Par ailleurs, il ajoute qu’ « il existe un état antérieur documenté par le médecin conseil de tendinopathie de coiffe des rotateurs de l’épaule droite, première intervention en 2005 nouvelle intervention le 08/04/19 pour tendinopathie microtraumatique et dégénérative, associée à un acromion de type 2 avec récidive agressive et arthropathie acromio-claviculaire débordante. Compte tenu de la sévérité de l’état antérieur interférant et de l’absence de document confirmant la récupération des amplitudes articulaires antérieures (nous n’avons que les dires du patient au médecin conseil du requérant) de la persistance de scapulalgies droites il n’est pas possible d’imputer la totalité des limitations douloureuses légères de tous les mouvements de l’épaule droite dominante à l’accident du travail du 22/11/21. »
Cependant, le médecin conseil a bien tenu compte de l’état pathologique antérieur interférent du salarié puisque, suite à son examen clinique de l’intéressé, il a conclu que « n’est imputable à l’accident de travail du 16 novembre 2021, qu’une limitation douloureuse légère de tous les mouvements de l’épaule droite dominante entraînant un retentissement modéré sur la capacité de travail ».
Or, le chapitre 1.1.2 du guide barème prévoit un taux de 10 à 15% pour les limitations légère de tous les mouvements de l’épaule dominante et le salarié, qui est droitier, souffre bien d’une limitation légère douloureuse de tous les mouvements de son épaule droite, dominante.
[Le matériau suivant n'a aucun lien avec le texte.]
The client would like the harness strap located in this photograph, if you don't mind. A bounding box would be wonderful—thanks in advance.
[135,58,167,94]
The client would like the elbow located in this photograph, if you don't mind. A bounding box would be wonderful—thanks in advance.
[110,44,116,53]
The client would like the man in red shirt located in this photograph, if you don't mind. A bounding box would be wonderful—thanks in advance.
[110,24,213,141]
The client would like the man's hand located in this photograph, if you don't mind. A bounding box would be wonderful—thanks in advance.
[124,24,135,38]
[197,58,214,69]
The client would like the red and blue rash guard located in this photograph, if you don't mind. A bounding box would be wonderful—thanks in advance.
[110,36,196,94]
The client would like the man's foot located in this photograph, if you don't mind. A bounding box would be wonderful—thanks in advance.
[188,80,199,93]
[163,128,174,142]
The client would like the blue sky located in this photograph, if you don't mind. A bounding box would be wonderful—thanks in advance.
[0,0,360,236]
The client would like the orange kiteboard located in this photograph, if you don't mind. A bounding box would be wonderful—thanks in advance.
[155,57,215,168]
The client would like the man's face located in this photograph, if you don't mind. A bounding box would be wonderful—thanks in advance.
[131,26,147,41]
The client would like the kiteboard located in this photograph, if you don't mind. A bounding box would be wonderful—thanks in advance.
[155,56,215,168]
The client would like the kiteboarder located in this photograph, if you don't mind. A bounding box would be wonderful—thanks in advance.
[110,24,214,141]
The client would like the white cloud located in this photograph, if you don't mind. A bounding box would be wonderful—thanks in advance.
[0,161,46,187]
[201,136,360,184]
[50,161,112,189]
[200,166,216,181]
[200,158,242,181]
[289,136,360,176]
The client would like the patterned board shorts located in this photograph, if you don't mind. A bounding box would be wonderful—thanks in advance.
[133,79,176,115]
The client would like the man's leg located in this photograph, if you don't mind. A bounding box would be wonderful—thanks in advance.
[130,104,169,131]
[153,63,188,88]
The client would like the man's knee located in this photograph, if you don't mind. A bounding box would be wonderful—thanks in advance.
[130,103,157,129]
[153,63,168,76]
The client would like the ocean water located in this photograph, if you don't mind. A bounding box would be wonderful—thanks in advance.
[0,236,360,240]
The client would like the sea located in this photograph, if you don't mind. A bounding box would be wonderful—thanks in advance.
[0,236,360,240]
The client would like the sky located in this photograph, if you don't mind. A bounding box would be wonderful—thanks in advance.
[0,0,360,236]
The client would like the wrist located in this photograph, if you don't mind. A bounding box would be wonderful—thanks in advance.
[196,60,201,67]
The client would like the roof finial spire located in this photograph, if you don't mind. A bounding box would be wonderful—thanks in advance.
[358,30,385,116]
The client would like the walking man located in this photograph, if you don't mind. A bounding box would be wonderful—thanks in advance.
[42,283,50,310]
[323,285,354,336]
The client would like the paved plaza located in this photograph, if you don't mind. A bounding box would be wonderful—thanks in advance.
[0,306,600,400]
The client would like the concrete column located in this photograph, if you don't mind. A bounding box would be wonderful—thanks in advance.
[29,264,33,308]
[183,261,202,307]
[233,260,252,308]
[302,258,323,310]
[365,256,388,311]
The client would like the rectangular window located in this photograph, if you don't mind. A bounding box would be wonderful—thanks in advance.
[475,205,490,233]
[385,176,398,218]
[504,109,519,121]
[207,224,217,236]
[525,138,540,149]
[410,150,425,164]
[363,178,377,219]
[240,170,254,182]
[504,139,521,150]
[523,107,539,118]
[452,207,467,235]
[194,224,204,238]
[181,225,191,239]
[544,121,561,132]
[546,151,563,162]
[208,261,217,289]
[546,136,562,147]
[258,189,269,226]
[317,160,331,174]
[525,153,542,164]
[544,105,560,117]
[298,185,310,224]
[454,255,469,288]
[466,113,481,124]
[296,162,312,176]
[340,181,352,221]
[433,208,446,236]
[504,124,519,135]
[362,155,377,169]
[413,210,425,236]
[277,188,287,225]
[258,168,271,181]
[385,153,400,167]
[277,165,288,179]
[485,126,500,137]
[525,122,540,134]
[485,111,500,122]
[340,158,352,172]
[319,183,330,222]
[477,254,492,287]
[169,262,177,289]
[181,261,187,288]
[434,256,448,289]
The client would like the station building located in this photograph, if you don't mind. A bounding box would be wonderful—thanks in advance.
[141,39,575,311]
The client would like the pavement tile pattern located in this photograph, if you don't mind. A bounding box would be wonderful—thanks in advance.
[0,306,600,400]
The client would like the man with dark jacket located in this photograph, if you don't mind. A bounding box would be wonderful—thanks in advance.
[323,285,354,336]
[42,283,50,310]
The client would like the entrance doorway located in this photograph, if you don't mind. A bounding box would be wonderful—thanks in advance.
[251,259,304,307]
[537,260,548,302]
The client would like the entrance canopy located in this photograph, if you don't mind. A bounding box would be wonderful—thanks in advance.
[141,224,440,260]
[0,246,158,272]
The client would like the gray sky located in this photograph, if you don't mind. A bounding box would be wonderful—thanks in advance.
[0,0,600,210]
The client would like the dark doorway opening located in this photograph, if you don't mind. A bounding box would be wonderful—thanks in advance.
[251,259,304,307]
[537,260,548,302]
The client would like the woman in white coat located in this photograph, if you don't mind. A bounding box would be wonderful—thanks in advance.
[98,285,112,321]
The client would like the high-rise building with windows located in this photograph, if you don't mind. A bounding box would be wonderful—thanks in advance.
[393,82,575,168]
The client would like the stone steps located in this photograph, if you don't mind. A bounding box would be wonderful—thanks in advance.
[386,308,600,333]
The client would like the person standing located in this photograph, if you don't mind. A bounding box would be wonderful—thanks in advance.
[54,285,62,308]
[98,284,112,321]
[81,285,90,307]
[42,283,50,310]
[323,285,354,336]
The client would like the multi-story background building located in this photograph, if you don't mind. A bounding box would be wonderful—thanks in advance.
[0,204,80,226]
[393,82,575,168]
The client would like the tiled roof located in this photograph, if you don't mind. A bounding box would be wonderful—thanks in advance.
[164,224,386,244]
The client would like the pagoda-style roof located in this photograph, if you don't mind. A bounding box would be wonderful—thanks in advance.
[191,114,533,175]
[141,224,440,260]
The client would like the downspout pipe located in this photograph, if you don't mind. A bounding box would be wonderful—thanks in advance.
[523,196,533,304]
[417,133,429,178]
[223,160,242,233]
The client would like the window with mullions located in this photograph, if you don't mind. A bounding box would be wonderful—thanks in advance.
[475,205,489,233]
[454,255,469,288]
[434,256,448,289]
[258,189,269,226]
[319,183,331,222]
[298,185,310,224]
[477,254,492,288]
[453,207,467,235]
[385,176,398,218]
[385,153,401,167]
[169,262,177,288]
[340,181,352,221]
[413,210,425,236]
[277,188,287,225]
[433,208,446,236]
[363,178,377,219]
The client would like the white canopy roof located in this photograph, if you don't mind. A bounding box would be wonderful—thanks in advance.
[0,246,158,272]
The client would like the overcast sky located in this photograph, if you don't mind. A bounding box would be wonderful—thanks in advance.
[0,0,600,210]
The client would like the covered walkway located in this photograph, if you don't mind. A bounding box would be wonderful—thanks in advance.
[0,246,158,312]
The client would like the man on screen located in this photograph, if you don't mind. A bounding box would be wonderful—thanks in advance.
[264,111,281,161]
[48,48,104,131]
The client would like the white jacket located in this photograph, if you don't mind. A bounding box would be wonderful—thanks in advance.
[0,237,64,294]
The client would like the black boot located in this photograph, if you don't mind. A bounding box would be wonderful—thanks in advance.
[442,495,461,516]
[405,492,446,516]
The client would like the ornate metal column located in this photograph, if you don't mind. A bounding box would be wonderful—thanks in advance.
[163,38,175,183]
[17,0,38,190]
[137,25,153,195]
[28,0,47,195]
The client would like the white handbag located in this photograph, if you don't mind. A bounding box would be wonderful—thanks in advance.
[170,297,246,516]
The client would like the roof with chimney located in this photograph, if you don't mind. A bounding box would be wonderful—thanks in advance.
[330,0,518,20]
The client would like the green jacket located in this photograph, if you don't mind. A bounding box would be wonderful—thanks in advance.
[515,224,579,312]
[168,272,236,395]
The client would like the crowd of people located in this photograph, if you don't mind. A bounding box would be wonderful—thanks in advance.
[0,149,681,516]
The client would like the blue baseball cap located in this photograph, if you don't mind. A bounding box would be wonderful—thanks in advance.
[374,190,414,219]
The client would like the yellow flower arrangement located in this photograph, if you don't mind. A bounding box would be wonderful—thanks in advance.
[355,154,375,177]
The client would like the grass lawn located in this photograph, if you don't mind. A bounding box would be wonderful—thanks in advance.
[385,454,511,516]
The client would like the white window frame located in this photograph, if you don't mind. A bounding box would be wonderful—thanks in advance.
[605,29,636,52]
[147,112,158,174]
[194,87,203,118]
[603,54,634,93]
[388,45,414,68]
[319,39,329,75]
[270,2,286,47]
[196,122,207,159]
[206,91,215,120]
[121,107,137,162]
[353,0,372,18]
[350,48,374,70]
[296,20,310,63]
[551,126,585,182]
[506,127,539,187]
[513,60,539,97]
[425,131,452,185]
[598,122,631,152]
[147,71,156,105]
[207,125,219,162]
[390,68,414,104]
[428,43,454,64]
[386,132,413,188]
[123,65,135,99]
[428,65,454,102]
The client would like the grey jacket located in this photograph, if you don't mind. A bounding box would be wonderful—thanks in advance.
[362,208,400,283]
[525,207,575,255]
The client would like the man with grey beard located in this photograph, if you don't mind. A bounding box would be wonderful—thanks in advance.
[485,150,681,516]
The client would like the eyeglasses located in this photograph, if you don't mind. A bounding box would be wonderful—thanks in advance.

Ainsi, en évaluant au plancher de la fourchette de taux d’IPP et à la moitié du taux prenant en compte la douleur ( 15 + 5%) préconisé par le barème indicatif d’invalidité alors même que le salarié souffre de douleurs en plus d’une limitation de l’ensemble des mouvements de son épaule droite, le médecin conseil de la caisse a bien tenu compte de l’état pathologique antérieur du salarié dans des proportions qui apparaissent justifiées.
Dans ces conditions, il n’y a pas lieu de remettre en cause le taux d’IPP attribué et il n’est pas plus justifié de la nécessité de mettre en oeuvre une expertise médicale.
Sur les dépens
L’employeur succombant, il sera condamné aux entiers dépens.
PAR CES MOTIFS,
Le tribunal statuant après en avoir délibéré conformément à la loi, publiquement, par mise à disposition au greffe, par jugement contradictoire et en premier ressort,
DEBOUTE la SASU [1] de l’ensemble de ses demandes ;
DECLARE opposable à la SASU [2] [Localité 4] le taux d’IPP de 10%, attribué par la caisse primaire d’assurance maladie de [Localité 5] à M. [Z] [F] à la consolidation de l’accident du travail du 16 novembre 2021 ;
CONDAMNE la SASU [1] aux entiers dépens de l’instance.
Ainsi jugé et prononcé les jour, mois et an susdits.